Mas, segundo Gerald Clarke, Capote não se frustrou por seu trabalho jornalístico, de alguma forma, ter superado sua produção ficcional. “Ele também considerava A sangue frio sua obra-prima”, frisa o biógrafo. Além de mundialmente famoso, o livro fez de Capote um homem rico. “Um livro num novo formato rende dois milhões de dólares para Truman Capote”, era a manchete do New York Times em 1966, logo após a publicação do livro. O jornal calculou que Truman ganhou quatorze dólares e oitenta centavos por palavra escrita. Dinheiro e fama. Era a combinação perfeita para uma pessoa como Capote, que, desde o início da carreira, se relacionou com um amplo leque de escritores, artistas e figuras da alta sociedade.

Mesmo não sendo a obra inaugural de um novo gênero literário, como Capote afirmava, A sangue frio é sem dúvida um livro monumental. Antes de Capote, vários escritores, quase todos oriundos das redações, haviam tentado vestir os fatos com as cores da ficção. Mas Capote foi o primeiro romancista de estatura a arriscar seu tempo, seu talento e sua reputação em um trabalho tão longo de reportagem.

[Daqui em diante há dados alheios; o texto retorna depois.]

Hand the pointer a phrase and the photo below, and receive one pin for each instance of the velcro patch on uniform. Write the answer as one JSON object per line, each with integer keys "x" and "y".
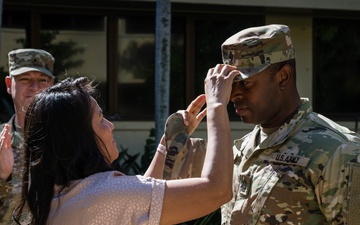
{"x": 354, "y": 195}
{"x": 289, "y": 159}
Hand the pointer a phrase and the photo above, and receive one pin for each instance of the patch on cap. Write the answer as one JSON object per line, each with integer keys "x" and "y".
{"x": 252, "y": 50}
{"x": 28, "y": 59}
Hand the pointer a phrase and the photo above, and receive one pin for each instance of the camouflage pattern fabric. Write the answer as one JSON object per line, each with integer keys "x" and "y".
{"x": 185, "y": 156}
{"x": 303, "y": 173}
{"x": 28, "y": 59}
{"x": 252, "y": 50}
{"x": 10, "y": 190}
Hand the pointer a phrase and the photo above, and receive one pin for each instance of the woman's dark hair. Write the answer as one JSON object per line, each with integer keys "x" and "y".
{"x": 60, "y": 144}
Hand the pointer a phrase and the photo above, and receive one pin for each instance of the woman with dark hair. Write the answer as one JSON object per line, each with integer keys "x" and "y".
{"x": 69, "y": 148}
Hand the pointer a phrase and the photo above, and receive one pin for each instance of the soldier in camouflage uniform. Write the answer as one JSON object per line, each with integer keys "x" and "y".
{"x": 30, "y": 70}
{"x": 296, "y": 166}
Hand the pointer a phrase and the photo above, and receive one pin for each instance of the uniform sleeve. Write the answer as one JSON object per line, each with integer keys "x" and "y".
{"x": 156, "y": 201}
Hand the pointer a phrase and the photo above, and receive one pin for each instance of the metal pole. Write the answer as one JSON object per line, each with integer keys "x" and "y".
{"x": 162, "y": 65}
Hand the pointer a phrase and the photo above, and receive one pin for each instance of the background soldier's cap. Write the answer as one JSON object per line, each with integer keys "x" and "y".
{"x": 28, "y": 59}
{"x": 252, "y": 50}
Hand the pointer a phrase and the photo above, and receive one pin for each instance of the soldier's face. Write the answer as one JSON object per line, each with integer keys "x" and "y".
{"x": 257, "y": 99}
{"x": 24, "y": 86}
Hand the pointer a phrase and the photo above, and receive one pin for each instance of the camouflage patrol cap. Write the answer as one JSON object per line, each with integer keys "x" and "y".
{"x": 28, "y": 59}
{"x": 252, "y": 50}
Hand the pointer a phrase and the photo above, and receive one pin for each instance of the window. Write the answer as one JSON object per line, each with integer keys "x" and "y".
{"x": 136, "y": 67}
{"x": 336, "y": 67}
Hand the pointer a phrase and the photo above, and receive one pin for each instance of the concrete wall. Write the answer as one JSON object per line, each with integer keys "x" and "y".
{"x": 133, "y": 135}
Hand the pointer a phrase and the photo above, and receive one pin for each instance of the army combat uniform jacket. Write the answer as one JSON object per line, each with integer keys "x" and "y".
{"x": 306, "y": 172}
{"x": 10, "y": 189}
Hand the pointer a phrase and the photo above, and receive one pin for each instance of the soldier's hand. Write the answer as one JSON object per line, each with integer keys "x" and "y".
{"x": 6, "y": 153}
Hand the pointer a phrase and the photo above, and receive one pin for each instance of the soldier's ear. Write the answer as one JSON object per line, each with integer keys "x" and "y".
{"x": 284, "y": 76}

Mas, se A sangue frio representou o ápice do sucesso do escritor, também foi o começo do fim. Depois dele, Capote nunca mais conseguiu terminar um livro, deixando incompleto Súplicas atendidas, o romance pretensioso que fez dele um pária social ao revelar segredos dos ricos de Manhattan. Apenas três capítulos vieram à tona até a morte do escritor, que durante seus últimos anos de vida sucumbiu ao álcool e às drogas, escrevendo pouco ou quase nada entre a metade dos anos 1970 e 1984, quando morreu em Los Angeles, na casa da fiel amiga Joanne Carson.

“Truman Capote, muitas vezes, era puro sofrimento emocional, mas quando ele estava bem, transformava sua própria vida e a vida daqueles ao seu redor em uma aventura de alta velocidade, uma viagem inebriante por terras desconhecidas”, afirma Clarke, que de biógrafo virou amigo do grande escritor que admirava.